Suppose – rather reasonably – that soups which taste like garlic have garlic in them. You observe two people eating soup; one of them says to the other, “There is no garlic in this soup.” Do you think it’s likely that the soup taste like garlic?
If you said yes, then congratulations! You’ve just committed a logical fallacy (from the premise “if p then q” and “not q,” you have inferred p) so absurd that it’s only very recently been given a name. But don’t feel bad – this absurd inference, known as modus shmollens, can actually be elicited from a majority of adult human subjects when the situations are just right.

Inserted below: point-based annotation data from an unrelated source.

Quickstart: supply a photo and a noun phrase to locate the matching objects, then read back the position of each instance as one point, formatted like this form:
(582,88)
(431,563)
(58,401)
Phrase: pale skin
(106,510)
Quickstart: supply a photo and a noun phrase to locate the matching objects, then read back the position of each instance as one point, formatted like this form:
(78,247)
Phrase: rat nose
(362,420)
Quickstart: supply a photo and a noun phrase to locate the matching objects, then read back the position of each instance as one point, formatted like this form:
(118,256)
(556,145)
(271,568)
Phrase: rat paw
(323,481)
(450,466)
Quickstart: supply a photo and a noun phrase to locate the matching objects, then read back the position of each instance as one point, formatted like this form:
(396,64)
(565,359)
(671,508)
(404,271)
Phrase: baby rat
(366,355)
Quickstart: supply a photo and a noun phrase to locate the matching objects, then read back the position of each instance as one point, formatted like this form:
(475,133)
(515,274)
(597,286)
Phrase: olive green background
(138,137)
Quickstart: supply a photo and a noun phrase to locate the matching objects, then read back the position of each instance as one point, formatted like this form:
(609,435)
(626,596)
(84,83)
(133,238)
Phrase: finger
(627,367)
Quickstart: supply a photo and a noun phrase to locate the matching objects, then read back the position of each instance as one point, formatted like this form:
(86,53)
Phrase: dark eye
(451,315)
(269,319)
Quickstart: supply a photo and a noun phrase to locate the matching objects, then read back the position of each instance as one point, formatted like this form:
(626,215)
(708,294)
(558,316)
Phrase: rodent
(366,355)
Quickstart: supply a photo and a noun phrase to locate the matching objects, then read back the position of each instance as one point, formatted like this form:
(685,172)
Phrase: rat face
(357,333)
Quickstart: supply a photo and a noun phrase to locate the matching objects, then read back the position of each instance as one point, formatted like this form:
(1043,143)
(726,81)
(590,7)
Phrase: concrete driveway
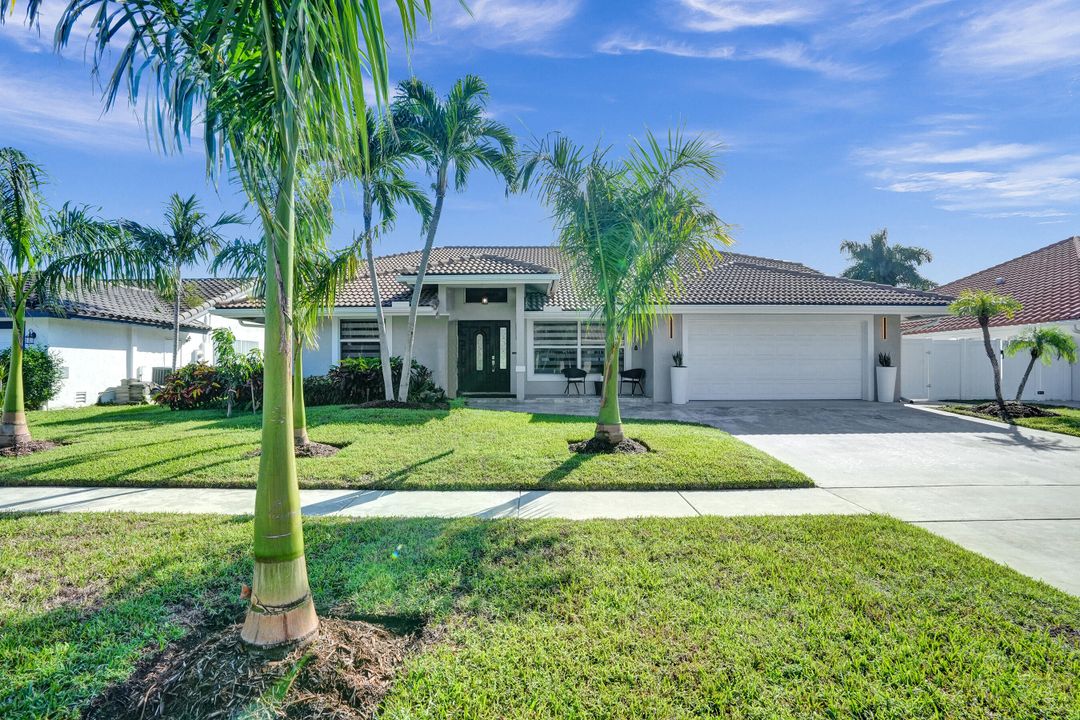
(1010,493)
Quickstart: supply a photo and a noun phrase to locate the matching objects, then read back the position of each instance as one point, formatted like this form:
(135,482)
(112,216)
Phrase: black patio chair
(635,377)
(576,377)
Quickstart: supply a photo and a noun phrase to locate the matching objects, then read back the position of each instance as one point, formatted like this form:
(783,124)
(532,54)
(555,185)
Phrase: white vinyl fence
(959,369)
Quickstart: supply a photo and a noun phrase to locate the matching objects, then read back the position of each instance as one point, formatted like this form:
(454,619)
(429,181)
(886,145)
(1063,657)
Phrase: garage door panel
(774,357)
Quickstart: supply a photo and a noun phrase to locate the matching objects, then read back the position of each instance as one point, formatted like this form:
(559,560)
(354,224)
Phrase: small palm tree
(41,254)
(983,306)
(451,136)
(878,261)
(383,186)
(1044,343)
(190,236)
(628,228)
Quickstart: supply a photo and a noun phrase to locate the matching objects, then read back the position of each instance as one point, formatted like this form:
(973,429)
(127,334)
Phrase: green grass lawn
(460,448)
(742,617)
(1067,420)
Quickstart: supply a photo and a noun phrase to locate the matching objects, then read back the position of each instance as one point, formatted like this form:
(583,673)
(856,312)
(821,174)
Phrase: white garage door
(774,357)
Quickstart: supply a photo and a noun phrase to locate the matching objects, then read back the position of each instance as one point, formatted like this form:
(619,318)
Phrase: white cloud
(515,22)
(991,179)
(48,109)
(928,153)
(797,56)
(620,43)
(726,15)
(1017,37)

One such situation was demonstrated by Bonnefon & Villejoubert in 2007. They point out that, conversationally, human speakers are likely to make negative statements when they will correct the erroneous inference of a listener. That is, unless there is a good reason to believe (for example) that it might be snowing, there is little reason to state that it is not snowing.

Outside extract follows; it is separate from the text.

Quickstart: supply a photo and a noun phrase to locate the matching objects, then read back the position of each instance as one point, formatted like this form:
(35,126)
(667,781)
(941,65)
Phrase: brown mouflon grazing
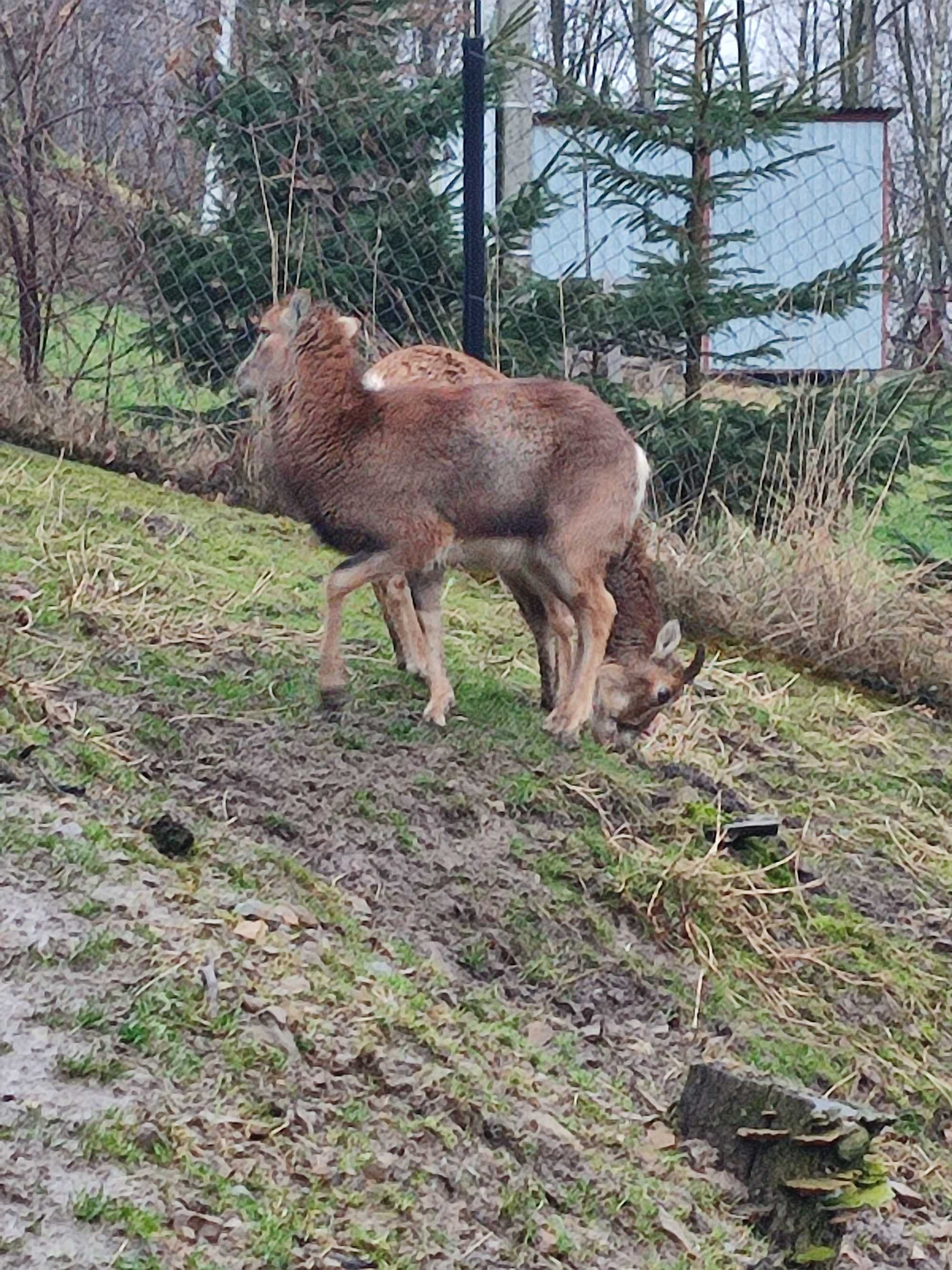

In this example, why might a speaker believe that it might be snowing? One straightforward possibility is that both the speaker and listener have access to some other information – information we might call “p” – that supports the inference that it is snowing – which we might in turn call “q”. So, in a case where a speaker does bother to say that it is not snowing, or that a soup doesn’t taste like garlic (i.e., “not q”), one might intuitively guess that p is in fact true. Indeed, why else would the speaker bother to negate q?
Bonnefon & Villejoubert gave 60 young adults a series of situations just like this, which varied in whether the conditional “if p then q” premise was explicit in the situation or merely implicit, and whether the categorical “not q” premise was framed as an utterance by a human speaker or merely a fact of the world. In the situation where both the conditionals were explicit and the categorical premises were utterances, 55% of undergraduates actually endorsed the modus shmollens inference with high confidence. In a second experiment, the number was even higher – 75% of undergraduates endorsed the patently absurd modus shmollens inference.
To their credit, Bonnefon & Villejoubert do not tout this behavior as a new logical fallacy. Their view is much richer. They view their work as deriving from an infamous and often-criticized schism in psycholinguistics research, where “core” psycholinguistic phenomena are investigated independent of what are viewed as merely “pragmatic” phenomena which do not reflect a core language system. The obvious criticism of such an approach is that psycholinguistic theories which do not actually work in practice can be redefined so as to refer only to a small subset of situations where putatively “core” processes can be observed, and all other mere “pragmatic” phenomena swept under a rug. Bonnefon & Villejoubert suggest that for such an approach to be viable, we must take those pragmatic phenomena seriously as well, and begin to derive novel, falsifiable predictions based on them. As such, their demonstration of the problematic modus shmollens inference represents not merely a surprising and counterintuitive addition to the list of logical fallacies regularly committed by humans, nor merely insight into the context dependence of such fallacies, but also represents a more comprehensive approach to psycholinguistic theorizing.